Ein Kommentar von Christian-A. Thiel

Weiter entfernt hätte der Ort des Abschieds von der internationalen Bühne nicht sein können. Lance Armstrong zelebriert seine diesmal wohl wirklich letzte Runde am anderen Ende der Welt in Australien. Der 39-jährige Amerikaner gehört zu den ganz Großen des Straßenradsports. In vielerlei Hinsicht.

Armstrong sagt selbst, er habe seine Sportart revolutioniert. Mit Recht. Nie hat jemand das Peloton so dominiert wie der Texaner. Niemand bastelte sich so geschickt ein Team zusammen, das ihn über jeden Berg trug. Niemand hat je so viel Schrecken im Feld verbreitet, nicht einmal der große Eddy Merckx. Niemand hat das Training mit Unterstützung der Wissenschaft so professionell aufgebaut.
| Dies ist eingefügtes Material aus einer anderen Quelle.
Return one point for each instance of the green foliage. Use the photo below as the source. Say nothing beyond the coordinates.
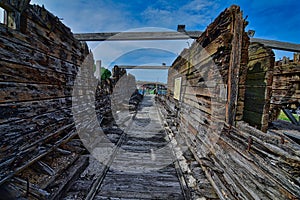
(105, 73)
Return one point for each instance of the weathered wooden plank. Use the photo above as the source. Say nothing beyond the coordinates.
(142, 67)
(120, 36)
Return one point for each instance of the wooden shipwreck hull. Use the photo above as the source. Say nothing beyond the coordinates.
(240, 161)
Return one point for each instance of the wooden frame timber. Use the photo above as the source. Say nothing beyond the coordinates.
(143, 67)
(125, 36)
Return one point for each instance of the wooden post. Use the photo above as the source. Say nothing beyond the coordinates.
(237, 29)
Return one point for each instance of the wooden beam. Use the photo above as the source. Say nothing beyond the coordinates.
(126, 36)
(273, 44)
(142, 67)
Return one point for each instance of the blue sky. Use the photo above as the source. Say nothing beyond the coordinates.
(276, 20)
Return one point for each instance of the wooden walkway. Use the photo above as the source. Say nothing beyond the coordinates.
(143, 167)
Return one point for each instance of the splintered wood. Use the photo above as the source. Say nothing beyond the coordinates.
(240, 161)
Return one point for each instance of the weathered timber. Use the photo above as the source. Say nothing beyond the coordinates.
(125, 36)
(38, 66)
(258, 86)
(142, 67)
(240, 162)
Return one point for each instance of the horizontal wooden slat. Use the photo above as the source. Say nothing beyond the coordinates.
(124, 36)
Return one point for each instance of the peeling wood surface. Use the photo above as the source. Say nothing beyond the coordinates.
(240, 162)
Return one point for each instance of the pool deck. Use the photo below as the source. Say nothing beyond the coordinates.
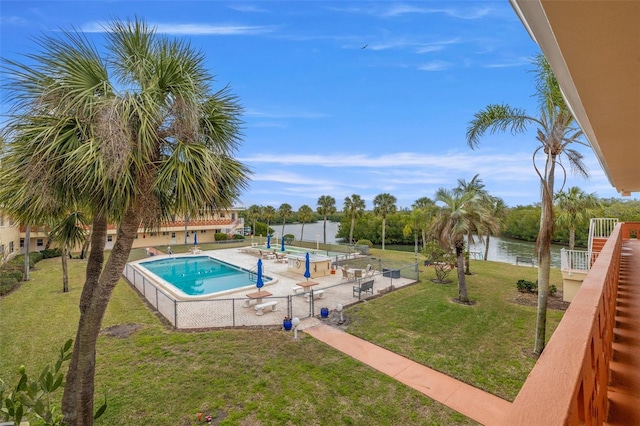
(228, 309)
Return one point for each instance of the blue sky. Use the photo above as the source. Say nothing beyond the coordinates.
(343, 97)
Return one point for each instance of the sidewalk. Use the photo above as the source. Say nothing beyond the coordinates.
(474, 403)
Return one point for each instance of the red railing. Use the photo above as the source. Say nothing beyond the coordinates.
(568, 384)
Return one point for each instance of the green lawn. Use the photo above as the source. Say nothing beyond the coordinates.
(257, 377)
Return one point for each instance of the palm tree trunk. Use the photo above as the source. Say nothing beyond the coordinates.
(544, 254)
(65, 271)
(463, 296)
(77, 402)
(486, 247)
(384, 225)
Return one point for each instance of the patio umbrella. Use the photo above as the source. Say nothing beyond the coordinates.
(259, 282)
(307, 267)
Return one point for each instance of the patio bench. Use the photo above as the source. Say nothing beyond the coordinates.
(365, 287)
(523, 259)
(259, 308)
(317, 293)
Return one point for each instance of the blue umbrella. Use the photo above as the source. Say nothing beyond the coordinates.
(307, 267)
(259, 282)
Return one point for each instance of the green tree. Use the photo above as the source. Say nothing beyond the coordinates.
(326, 206)
(384, 205)
(459, 212)
(284, 212)
(155, 143)
(305, 214)
(269, 213)
(253, 214)
(353, 208)
(575, 208)
(69, 233)
(556, 130)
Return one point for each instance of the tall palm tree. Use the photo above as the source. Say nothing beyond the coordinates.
(253, 213)
(284, 212)
(459, 212)
(575, 208)
(556, 130)
(474, 186)
(384, 205)
(269, 213)
(326, 206)
(305, 214)
(353, 207)
(156, 142)
(69, 233)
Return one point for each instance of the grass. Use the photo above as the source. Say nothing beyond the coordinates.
(241, 377)
(255, 377)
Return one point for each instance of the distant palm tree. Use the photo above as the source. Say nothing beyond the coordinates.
(353, 207)
(556, 130)
(575, 208)
(284, 212)
(384, 204)
(269, 213)
(326, 206)
(253, 214)
(69, 233)
(305, 214)
(459, 212)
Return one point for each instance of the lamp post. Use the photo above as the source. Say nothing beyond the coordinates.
(295, 322)
(339, 309)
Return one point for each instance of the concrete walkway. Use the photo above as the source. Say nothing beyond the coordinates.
(474, 403)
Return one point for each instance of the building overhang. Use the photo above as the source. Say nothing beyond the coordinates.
(593, 48)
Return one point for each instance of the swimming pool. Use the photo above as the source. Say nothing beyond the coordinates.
(200, 275)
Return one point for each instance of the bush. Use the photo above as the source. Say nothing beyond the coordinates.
(50, 253)
(525, 286)
(364, 243)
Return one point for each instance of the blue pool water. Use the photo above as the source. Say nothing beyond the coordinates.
(200, 275)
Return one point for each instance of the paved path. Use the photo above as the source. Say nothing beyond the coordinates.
(474, 403)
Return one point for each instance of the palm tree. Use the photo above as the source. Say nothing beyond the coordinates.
(69, 233)
(353, 207)
(459, 213)
(155, 143)
(326, 206)
(556, 130)
(284, 211)
(269, 213)
(305, 214)
(384, 204)
(575, 207)
(253, 213)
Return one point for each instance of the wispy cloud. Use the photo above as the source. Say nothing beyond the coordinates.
(191, 29)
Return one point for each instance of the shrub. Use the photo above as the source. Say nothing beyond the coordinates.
(364, 243)
(49, 253)
(525, 286)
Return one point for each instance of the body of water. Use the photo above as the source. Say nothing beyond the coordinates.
(500, 249)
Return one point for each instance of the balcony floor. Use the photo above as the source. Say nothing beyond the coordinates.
(624, 390)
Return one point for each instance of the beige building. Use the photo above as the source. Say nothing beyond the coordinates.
(180, 231)
(9, 237)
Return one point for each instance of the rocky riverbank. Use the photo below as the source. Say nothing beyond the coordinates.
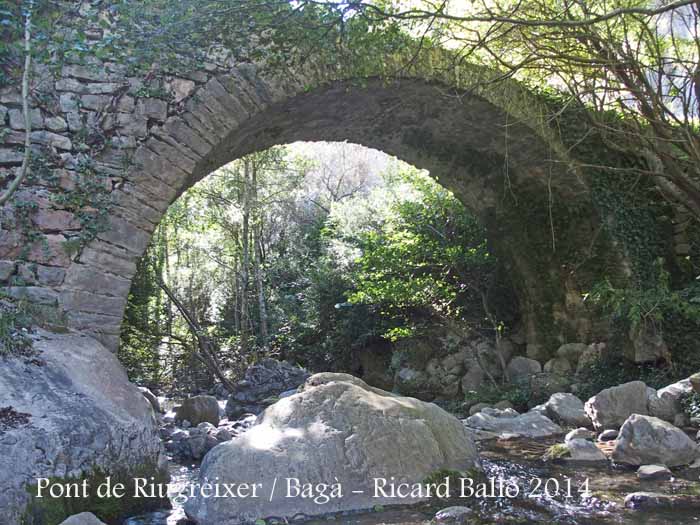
(595, 462)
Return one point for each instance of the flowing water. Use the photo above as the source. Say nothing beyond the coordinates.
(560, 493)
(552, 493)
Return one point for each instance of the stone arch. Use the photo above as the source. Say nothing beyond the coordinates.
(486, 155)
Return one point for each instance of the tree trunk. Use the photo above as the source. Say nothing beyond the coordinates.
(245, 245)
(262, 307)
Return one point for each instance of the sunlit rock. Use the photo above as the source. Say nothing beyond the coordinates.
(340, 431)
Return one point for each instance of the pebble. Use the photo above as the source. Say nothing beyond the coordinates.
(608, 435)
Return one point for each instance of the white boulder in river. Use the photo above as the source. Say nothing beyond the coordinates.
(645, 440)
(612, 406)
(336, 430)
(76, 417)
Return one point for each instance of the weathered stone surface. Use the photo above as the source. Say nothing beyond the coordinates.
(199, 409)
(89, 279)
(80, 404)
(567, 409)
(17, 119)
(559, 366)
(7, 268)
(666, 403)
(79, 301)
(153, 108)
(475, 409)
(10, 157)
(334, 430)
(583, 450)
(33, 294)
(580, 433)
(55, 220)
(612, 406)
(649, 472)
(454, 515)
(695, 382)
(530, 424)
(647, 440)
(262, 384)
(84, 518)
(150, 396)
(47, 138)
(56, 124)
(608, 435)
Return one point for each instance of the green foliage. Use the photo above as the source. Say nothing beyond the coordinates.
(652, 303)
(15, 322)
(612, 370)
(427, 258)
(519, 395)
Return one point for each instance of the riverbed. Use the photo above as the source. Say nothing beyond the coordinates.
(554, 493)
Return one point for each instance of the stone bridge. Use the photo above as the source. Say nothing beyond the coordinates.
(488, 143)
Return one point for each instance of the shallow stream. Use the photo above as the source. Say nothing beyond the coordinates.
(553, 493)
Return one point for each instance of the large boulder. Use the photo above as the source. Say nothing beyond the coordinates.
(567, 409)
(262, 384)
(521, 368)
(612, 406)
(198, 409)
(530, 424)
(70, 413)
(647, 440)
(558, 366)
(337, 430)
(666, 403)
(583, 450)
(695, 382)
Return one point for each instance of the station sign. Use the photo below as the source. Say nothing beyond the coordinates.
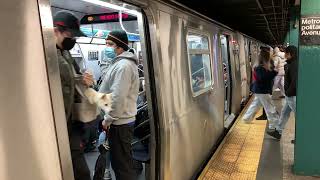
(310, 30)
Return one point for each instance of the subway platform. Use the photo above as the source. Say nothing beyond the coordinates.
(248, 153)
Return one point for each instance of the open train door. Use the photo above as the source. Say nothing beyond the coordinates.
(225, 56)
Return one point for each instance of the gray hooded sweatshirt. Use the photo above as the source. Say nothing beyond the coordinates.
(122, 80)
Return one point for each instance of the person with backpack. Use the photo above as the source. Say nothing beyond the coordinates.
(262, 84)
(290, 87)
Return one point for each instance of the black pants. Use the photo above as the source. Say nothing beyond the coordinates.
(80, 167)
(120, 138)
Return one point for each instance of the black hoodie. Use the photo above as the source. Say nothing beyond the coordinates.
(290, 77)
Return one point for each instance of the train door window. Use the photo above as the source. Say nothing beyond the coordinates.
(199, 63)
(97, 20)
(225, 54)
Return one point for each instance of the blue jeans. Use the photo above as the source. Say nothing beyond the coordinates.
(289, 106)
(265, 101)
(101, 140)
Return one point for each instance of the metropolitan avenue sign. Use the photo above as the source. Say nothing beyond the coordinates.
(310, 30)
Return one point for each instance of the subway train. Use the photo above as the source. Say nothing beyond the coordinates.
(196, 75)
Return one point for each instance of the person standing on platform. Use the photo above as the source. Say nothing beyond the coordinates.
(263, 77)
(279, 63)
(290, 87)
(122, 80)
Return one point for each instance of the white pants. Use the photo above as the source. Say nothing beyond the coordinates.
(265, 101)
(289, 106)
(279, 83)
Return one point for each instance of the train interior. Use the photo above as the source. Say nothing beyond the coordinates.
(225, 56)
(98, 18)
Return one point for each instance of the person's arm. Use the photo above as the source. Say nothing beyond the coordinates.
(120, 89)
(293, 73)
Und niemand erzählte eine so wunderbare Geschichte wie die des krebskranken Sportlers, der erst den Kampf mit dem Tod und anschließend siebenmal die Tour de France gewann, der eine Stiftung gründete und sich das Wohlwollen mal mit einer Spende beim Weltverband UCI, mal mit einer Gabe für die Flutopfer in Australien sicherte. Ideale Voraussetzungen für einen Politiker, der Armstrong nach dem Ende seiner Karriere gern wäre.

Doch ob es dazu kommt, ist fraglich. Denn das Denkmal bröckelt. Ein amerikanischer Ermittler ohne Scheu vor großen Namen, der schon Sprinterin Marion Jones und Baseballstar Barry Bonds überführte, ist dabei, den Dopingsumpf trockenzulegen. Und dabei taucht immer wieder der Name Armstrong auf. Auch auf diesem Gebiet soll der Amerikaner Maßstäbe gesetzt haben. Der Außerirdische könnte ganz schnell ein einfacher menschlicher Sünder werden.